Question

graph the image of △tuv after a rotation 270° clockwise around the origin.

Explanation:

Step1: Recall rotation rule

A 270 - degree clockwise rotation around the origin has the rule $(x,y)\to(y, - x)$.

Step2: Identify original coordinates

The coordinates of the vertices of $\triangle TUV$ are: $T(0,4)$, $U(8,4)$, $V(0,9)$.

Step3: Apply rotation rule to point T

For $T(0,4)$, using the rule $(x,y)\to(y, - x)$, we get $T'(4,0)$.

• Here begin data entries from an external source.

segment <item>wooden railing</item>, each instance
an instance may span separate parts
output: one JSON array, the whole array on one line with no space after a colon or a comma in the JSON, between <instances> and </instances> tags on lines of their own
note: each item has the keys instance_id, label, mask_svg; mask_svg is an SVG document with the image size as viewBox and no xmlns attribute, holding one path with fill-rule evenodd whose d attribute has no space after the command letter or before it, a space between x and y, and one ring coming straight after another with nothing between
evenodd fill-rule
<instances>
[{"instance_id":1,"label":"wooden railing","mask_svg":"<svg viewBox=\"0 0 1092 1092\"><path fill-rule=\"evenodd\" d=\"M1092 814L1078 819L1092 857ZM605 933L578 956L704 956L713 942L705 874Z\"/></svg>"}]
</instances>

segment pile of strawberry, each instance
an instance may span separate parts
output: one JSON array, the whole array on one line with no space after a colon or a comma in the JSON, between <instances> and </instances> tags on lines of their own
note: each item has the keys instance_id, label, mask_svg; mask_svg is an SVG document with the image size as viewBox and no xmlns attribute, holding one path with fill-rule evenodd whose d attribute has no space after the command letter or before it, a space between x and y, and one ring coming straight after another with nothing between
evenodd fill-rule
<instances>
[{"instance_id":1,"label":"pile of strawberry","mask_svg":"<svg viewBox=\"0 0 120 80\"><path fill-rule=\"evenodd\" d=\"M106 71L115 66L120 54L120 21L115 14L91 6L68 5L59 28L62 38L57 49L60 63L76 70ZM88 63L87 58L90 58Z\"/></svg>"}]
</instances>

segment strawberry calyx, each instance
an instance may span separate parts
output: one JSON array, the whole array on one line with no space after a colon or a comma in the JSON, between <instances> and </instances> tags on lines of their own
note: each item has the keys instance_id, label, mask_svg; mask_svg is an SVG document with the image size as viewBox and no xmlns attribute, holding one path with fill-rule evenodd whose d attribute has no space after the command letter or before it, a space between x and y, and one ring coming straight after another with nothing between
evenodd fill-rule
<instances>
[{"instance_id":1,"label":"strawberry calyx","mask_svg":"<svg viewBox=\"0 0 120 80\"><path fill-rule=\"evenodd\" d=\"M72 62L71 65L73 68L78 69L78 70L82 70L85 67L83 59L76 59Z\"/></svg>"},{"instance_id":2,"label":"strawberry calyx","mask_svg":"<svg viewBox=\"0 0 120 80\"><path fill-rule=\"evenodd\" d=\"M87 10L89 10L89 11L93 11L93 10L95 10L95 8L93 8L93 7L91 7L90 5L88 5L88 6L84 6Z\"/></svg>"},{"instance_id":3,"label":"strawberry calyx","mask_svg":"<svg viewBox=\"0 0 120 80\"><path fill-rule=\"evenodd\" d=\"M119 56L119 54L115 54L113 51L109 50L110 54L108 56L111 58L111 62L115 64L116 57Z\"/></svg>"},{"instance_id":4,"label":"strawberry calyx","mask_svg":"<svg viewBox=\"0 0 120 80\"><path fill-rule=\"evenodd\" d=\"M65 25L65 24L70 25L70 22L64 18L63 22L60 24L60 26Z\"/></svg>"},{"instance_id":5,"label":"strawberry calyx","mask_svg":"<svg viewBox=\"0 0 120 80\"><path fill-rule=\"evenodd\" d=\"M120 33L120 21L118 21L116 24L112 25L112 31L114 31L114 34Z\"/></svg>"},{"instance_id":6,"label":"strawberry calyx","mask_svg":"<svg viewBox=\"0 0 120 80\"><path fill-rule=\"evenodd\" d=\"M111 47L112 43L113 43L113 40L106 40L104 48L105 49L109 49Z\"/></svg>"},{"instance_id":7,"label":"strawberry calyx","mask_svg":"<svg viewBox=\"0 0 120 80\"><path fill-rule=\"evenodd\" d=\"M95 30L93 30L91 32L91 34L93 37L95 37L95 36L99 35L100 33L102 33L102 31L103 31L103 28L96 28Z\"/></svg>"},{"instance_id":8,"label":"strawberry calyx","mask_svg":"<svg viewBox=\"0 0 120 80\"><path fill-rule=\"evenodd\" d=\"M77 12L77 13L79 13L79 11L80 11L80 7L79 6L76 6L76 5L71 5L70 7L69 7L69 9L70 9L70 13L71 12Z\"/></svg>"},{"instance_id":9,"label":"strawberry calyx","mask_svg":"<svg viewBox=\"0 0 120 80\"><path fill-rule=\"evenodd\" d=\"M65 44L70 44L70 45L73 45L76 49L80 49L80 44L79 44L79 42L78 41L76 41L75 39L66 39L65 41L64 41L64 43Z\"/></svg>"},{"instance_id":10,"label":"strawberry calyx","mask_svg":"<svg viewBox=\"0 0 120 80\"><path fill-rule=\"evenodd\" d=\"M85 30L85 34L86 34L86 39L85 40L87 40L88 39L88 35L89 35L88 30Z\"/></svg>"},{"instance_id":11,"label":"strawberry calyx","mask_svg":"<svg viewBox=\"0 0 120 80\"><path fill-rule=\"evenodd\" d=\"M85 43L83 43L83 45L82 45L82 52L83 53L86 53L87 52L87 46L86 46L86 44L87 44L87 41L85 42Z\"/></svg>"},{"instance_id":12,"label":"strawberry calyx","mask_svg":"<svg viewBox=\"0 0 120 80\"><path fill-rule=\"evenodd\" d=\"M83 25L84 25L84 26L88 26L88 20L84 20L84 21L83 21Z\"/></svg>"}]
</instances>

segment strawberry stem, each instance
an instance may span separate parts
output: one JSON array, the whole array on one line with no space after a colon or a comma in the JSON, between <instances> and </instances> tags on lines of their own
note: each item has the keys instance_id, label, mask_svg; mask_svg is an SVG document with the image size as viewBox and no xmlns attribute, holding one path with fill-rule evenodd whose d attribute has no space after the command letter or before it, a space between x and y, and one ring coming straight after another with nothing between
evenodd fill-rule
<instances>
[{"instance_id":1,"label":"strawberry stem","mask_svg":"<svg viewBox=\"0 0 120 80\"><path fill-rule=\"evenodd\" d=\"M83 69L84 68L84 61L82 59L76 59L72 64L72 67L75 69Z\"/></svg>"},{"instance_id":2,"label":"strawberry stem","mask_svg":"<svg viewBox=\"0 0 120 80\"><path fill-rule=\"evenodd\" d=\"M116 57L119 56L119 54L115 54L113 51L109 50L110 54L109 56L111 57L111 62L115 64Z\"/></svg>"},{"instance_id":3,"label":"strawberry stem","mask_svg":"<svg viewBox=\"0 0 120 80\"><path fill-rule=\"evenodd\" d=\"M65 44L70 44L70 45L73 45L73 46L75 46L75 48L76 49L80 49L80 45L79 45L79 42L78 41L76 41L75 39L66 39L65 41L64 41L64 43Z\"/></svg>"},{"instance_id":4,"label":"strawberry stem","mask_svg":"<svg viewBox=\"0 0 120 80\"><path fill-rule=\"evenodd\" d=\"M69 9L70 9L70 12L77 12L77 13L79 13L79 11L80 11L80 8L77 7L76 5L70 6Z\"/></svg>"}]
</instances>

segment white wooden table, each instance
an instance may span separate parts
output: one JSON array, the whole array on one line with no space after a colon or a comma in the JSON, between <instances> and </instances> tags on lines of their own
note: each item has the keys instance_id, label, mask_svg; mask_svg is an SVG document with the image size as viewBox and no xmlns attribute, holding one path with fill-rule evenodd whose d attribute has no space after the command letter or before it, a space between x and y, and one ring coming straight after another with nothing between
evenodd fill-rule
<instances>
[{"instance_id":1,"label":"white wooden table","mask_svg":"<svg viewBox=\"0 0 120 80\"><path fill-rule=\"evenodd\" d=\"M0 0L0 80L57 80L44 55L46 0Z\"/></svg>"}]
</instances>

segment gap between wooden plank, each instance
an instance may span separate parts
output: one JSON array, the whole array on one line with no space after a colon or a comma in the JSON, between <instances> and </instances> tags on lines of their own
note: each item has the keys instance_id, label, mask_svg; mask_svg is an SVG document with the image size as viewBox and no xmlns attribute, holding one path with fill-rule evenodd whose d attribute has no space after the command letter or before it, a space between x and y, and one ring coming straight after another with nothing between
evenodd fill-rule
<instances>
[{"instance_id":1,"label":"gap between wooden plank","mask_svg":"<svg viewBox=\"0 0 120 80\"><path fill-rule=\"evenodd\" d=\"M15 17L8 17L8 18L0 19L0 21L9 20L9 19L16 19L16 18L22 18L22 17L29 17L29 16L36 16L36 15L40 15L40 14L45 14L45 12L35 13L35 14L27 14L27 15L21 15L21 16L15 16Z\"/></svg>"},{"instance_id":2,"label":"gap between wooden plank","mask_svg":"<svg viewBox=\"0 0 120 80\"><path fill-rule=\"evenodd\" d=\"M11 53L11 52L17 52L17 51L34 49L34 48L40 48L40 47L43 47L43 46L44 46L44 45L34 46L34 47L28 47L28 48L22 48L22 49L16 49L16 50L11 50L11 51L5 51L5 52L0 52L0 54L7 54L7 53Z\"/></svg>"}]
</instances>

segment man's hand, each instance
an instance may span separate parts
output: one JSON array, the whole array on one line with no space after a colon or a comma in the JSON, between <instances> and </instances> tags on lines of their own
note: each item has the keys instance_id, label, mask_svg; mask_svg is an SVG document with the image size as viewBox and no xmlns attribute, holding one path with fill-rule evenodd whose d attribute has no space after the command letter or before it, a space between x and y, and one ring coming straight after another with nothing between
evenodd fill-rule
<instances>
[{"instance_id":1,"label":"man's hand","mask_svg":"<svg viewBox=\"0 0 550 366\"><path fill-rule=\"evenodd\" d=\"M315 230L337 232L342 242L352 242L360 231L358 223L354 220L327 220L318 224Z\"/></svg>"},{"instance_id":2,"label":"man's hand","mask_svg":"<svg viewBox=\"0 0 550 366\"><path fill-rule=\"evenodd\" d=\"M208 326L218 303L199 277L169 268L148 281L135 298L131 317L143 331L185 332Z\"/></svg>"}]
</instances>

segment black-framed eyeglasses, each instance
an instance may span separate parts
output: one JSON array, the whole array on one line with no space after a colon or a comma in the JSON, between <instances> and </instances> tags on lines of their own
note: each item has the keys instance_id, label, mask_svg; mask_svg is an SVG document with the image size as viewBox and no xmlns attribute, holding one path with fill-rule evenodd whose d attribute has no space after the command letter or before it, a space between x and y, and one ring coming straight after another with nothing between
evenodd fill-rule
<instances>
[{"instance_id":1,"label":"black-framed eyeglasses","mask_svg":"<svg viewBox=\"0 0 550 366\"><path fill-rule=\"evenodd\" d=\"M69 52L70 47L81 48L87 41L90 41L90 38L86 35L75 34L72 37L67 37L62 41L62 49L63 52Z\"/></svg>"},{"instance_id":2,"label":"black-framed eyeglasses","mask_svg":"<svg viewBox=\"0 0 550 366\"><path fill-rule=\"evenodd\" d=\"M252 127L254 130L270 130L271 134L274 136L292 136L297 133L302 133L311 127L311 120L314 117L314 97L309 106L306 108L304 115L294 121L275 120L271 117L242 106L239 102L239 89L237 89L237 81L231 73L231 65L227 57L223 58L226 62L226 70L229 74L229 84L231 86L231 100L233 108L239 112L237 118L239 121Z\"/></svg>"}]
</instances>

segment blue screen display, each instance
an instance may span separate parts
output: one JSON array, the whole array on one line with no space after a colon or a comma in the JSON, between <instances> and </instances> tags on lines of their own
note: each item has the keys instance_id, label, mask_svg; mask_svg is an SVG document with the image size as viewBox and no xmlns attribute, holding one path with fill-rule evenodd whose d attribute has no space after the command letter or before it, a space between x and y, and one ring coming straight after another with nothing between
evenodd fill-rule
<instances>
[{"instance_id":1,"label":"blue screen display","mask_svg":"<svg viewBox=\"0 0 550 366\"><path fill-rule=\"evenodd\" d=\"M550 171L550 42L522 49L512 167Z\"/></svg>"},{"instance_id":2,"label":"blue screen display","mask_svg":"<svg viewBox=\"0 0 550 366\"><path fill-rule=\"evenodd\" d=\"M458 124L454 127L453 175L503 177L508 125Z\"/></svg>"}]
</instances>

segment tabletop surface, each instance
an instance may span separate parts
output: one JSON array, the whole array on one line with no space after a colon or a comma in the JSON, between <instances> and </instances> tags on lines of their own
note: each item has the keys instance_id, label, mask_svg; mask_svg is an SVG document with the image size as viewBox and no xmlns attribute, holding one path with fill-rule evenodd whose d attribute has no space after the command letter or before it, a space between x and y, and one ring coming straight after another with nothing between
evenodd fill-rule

Step4: Apply rotation rule to point U

For $U(8,4)$, using the rule $(x,y)\to(y, - x)$, we get $U'(4,-8)$.

Step5: Apply rotation rule to point V

For $V(0,9)$, using the rule $(x,y)\to(y, - x)$, we get $V'(9,0)$.

Step6: Graph the new triangle

Plot the points $T'(4,0)$, $U'(4,-8)$, $V'(9,0)$ and connect them to form the image of $\triangle TUV$ after the 270 - degree clockwise rotation.

Answer:

Graph the points $T'(4,0)$, $U'(4,-8)$, $V'(9,0)$ and connect them to form the rotated triangle.